Minister of Justice Ahmed Mekki will transfer authority over the Judicial Inspection Directorate from the Ministry of Justice to the Supreme Council of the Judiciary (SCJ), effectively ending one of the main ways the executive branch controlled the judiciary.
In a letter Mekki sent to Chairman of the Cassation Court and the SCJ, Justice Minister Mohamed Momtaz Motwaly said he was working on a law that would transfer control over the Judicial Inspection Directorate to the courts.
He added that the Directorate is effectively under the judiciary’s control starting now, and that the law would only formalise it. Mekki said he achieved this by having the SCJ choose who it saw fit to head Judicial Inspection and that he would appoint that person Assistant Minister of Justice for Judicial Inspection.
The Judicial Inspection Directorate is the body concerned with monitoring the performance of judges in primary courts and supervises their transfers, hiring and appointments to certain positions.

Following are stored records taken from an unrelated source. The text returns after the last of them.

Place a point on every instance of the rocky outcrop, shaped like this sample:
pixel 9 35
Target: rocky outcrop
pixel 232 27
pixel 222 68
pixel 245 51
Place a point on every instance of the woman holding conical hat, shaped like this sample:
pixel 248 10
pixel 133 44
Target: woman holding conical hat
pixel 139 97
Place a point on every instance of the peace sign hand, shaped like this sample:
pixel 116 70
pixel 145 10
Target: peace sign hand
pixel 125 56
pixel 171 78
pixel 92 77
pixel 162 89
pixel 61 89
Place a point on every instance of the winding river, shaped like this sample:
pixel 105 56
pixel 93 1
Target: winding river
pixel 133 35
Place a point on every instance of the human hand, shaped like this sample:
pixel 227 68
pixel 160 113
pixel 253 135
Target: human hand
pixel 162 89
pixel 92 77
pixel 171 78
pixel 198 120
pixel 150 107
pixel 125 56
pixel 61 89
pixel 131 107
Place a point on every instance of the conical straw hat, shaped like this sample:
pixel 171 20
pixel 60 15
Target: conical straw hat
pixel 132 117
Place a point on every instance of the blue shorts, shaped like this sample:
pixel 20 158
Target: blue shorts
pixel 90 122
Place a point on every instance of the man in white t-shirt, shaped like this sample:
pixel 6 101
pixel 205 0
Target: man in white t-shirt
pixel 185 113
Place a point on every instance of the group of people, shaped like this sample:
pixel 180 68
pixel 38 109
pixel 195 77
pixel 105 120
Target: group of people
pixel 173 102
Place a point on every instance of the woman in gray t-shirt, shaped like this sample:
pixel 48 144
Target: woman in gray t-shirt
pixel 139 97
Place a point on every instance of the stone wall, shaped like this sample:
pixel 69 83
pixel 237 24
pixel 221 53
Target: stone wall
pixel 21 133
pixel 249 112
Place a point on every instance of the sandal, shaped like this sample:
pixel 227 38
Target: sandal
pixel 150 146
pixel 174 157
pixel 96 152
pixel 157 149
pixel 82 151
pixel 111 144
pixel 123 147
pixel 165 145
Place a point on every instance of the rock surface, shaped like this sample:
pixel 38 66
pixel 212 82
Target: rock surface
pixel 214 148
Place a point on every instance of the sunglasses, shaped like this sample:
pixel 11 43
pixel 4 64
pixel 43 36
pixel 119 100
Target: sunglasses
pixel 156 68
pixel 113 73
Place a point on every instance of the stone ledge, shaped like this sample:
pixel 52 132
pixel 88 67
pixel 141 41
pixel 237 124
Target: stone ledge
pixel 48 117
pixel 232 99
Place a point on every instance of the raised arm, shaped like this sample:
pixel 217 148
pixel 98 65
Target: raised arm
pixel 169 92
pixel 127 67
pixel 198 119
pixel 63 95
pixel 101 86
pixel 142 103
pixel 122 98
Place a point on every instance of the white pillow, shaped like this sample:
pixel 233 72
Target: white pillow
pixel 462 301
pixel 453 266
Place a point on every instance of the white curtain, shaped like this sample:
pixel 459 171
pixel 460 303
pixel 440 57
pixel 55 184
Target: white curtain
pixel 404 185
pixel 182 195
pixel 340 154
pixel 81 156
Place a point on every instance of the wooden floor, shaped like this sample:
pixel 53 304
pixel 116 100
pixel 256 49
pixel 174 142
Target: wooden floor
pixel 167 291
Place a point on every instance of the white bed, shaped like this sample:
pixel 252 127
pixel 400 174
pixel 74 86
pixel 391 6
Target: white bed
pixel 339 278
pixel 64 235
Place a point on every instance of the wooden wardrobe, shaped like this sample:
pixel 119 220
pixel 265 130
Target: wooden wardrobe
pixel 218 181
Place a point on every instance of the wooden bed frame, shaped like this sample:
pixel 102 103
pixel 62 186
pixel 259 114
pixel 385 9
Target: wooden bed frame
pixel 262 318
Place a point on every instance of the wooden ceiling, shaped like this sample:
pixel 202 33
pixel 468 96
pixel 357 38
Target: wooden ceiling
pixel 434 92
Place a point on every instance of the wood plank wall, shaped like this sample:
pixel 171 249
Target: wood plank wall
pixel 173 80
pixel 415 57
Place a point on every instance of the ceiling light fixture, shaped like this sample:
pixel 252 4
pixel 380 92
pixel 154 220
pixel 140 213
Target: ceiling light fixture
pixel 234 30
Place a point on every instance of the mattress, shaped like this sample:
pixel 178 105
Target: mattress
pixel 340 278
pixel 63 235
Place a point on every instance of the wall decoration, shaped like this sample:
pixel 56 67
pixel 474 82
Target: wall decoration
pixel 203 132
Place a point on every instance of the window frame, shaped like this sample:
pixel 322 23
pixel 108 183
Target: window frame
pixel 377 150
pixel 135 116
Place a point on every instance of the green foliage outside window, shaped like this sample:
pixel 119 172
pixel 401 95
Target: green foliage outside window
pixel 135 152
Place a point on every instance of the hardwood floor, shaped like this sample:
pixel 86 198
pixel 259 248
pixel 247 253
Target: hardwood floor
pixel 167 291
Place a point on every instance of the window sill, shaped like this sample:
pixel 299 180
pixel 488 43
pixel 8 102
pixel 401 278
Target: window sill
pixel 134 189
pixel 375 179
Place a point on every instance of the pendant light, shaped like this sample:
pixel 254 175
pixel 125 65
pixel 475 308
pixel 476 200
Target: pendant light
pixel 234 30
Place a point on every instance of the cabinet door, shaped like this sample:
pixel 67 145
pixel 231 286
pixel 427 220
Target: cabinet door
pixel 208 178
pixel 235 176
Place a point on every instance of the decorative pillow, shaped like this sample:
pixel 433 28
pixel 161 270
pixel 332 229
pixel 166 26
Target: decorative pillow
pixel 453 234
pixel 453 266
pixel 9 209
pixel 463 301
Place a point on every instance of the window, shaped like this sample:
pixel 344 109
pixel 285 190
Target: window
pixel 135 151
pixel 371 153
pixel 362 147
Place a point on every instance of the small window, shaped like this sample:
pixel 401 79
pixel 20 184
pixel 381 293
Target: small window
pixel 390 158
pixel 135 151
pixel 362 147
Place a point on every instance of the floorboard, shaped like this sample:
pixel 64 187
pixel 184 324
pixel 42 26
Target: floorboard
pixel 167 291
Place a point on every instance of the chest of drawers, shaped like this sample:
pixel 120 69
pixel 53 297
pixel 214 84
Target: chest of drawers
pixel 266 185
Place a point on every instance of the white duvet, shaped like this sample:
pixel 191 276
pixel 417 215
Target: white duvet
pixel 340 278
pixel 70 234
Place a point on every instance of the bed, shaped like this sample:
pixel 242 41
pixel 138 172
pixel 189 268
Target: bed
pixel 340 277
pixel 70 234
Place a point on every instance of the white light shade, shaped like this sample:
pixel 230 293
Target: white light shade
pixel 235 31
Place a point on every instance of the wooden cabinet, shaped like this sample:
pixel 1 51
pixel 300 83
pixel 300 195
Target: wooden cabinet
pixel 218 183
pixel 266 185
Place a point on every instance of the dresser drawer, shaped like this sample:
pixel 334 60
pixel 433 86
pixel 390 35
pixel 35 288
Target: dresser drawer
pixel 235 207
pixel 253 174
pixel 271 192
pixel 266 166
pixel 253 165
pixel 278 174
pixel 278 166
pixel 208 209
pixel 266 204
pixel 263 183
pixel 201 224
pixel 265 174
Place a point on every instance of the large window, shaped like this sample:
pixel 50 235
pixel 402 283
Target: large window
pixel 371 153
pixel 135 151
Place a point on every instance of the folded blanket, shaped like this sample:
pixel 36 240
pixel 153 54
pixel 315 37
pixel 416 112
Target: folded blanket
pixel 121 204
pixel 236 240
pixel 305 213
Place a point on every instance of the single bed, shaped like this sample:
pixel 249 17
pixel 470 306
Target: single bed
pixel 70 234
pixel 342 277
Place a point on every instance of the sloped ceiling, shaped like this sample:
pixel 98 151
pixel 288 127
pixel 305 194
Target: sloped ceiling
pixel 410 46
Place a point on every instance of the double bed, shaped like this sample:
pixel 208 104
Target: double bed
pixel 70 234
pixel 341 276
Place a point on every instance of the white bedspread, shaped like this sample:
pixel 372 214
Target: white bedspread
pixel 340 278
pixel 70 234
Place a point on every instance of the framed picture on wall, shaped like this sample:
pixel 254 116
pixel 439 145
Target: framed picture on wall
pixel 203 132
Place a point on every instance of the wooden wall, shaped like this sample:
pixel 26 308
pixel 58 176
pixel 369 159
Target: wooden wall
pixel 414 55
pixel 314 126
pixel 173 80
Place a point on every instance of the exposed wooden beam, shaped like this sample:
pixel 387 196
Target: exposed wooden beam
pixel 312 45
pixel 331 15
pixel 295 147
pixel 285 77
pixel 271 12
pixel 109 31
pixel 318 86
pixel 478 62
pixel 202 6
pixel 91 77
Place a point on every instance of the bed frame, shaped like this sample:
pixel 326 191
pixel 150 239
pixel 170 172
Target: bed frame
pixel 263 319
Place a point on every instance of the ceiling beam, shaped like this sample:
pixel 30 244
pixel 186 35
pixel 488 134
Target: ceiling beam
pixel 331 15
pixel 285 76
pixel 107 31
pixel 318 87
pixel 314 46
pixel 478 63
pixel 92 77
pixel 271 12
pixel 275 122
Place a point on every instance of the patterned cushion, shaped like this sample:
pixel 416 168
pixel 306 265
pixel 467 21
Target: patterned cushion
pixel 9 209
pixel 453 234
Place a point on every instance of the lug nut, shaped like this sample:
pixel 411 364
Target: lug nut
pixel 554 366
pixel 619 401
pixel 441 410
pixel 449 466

It was often used by the executive branch in former President Hosni Mubarak’s regime to exert control over judges and the judiciary through hiring loyalists and firing or punishing independent judges while keeping the rest in check.
Mekki, a former judge and Deputy Chairman of the Cassation Court himself, was one of the stalwarts of the independent judiciary movement in the Mubarak era. He has often campaigned for the independence of the courts from the Ministry of Justice.
He is now using his position as Minister of Justice to grant the courts judicial independence. According to his letter, the SCJ has already recommended Deputy Chairman of the Cassation Court Zaghloul El-Belshey take over the Judicial Inspection Directorate.
Mekki has now appointed him Assistant Minister of Justice for Judicial Inspection on the recommendation of the SCJ until the new law stipulating the independence of Judicial Inspection through transferring control over it from the ministry to the SCJ is released.
El-Belshey was also a prominent member of the independent judiciary movement during the Mubarak era. Alongside Mekki, his brother Mahmoud Mekki who was appointed Vice President on Sunday, and former presidential candidate Hesham El-Bastawisi they organised protests calling for an independent judiciary and an end to electoral fraud in 2005.
El-Bastawisi and Mahmoud Mekki back then published a list of judges who were complicit with security forces in electoral fraud in the 2005 parliamentary elections. The Judicial Inspection Directorate at the time was used punish them and they were tried but subsequently acquitted.
The law Mekki is working on will be presented to the cabinet for approval before being sent to President Mohamed Morsy for final approval and promulgation.